The other region clearly capitalizing on the outbound trend is the Intermountain West. The epicenter here is Utah, notably St. George, Provo, and especially Salt Lake City. All enjoyed 25 percent growth since 2009, with Salt Lake City emerging as a growing center for international banking, in large part due to the area’s language capabilities, an outgrowth of Mormon missionary activity. Salt Lake City has become Goldman Sachs’s fourth-largest global hub; the firm now employs more people there than in any U.S. location outside New York. All indications are that the financial-services presence in Utah will continue growing.

...Increasingly a business service and media hub, Silicon Valley/San Francisco is no longer just geek central. As long ago as 2015, JP Morgan Chase CEO Jamie Dimon warned that “Silicon Valley is coming” after New York’s core business. Home to many rising “fintech” companies, the Bay Area already counts established firms like Apple, Square, and Paypal that are ideally suited to the new phone-based payment system. Talent that might have headed to Wall Street or LaSalle or State Streets is instead going to San Francisco’s Montgomery Street or the dominant venture-capital region around Palo Alto and Menlo Park. Financial employment is rising in other tech centers, too, notably in Austin, where financial-sector growth topped 39 percent. California-based PIMCO, the nation’s largest bond fund, recently announced plans to site its expanding data and analytics operation in the Texas capital—not in Orange County, long a center for tech and data analysis.

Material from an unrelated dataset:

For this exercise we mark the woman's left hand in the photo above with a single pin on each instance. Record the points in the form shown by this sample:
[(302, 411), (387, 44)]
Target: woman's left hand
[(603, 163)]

The changing nature of the financial and tech industries, along with the appeal of lower-cost regions for these industries, poses a threat to long-established finance centers like Boston, Chicago, and New York. In these traditional hubs, banking and finance have long been producers of both high-paying jobs and generous revenues for overspending urban regimes. Legislators in old-guard cities should take a long look at the policies that are driving these jobs away presently—and perhaps permanently.